Je souris en coin avant de sortir quelques affaires de mon sac et de mon pupitre, me préparant pour la longue journée qui s'annonce. Les matières étudiées en Tertiaire sont quasiment les même qu'en Secondaire, il y a de l'algèbre, de la science, de la physique, du français, de l'anglais, de l'histoire, du civisme et du sport. La seule chose qui diffère, c'est qu'en civisme nous commençons enfin à travailler nos choix d'avenir. C'est à la fin de l'année que tout va se jouer, quand nous aurons notre examen final, lequel nous permettra ensuite de choisir entre la poursuite d'études ou le travail et mieux vaut commencer à réfléchir à l'avance car les places sont limitées pour les études supérieures.

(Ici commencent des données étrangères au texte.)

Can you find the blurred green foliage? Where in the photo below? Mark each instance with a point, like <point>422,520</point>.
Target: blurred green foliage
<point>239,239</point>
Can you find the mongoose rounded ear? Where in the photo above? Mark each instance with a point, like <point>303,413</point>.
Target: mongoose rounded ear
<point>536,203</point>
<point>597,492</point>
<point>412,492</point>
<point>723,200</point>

Pour certaines de mes camarades, le choix est simple. Éponine compte faire des études de médecine pour ensuite travailler dans les hôpitaux du Terrier, Venus est fille de boulangers alors elle pourra sûrement travailler dans l'entreprise familiale à la fin de l'année, Solinn voudrait faire des études de couture pour travailler dans les entreprises de textile de la Rûche et bien d'autres encore ont déjà une idée de leur avenir. Pour ma part, j'hésite entre le sport et la physique, les seules matières où j'excelle, mais ça me semble encore bien abstrait. À vrai dire mon seul véritable but, c'est de réussir l'examen car quiconque échoue est envoyé directement à l'Iceberg, avec les Illégaux. Et autant dire que je n'ai pas passé dix-sept ans à me cacher pour être finalement condamnée par un fichu test.

*

Ce matin nous avons un cours de physique élémentaire et comme souvent, je propose mon aide à mes camarades ayant besoin d'aide, sous le regard bienveillant de notre professeure. Elle souhaiterait me faire étudier un programme plus avancé, comme la création d'un conteneur à oxygène ou même la création d'un champ de force, mais elle comme moi savons que c'est impossible. On ne voit ces expériences que si on choisit de faire des études Supérieures de Physique, ou bien tout simplement si l'on fait partie des classes Tertiaire D des garçons, comme Michael. Bien que l'AGFA prétende le contraire, les programmes pour les filles diffèrent légèrement de ceux des garçons.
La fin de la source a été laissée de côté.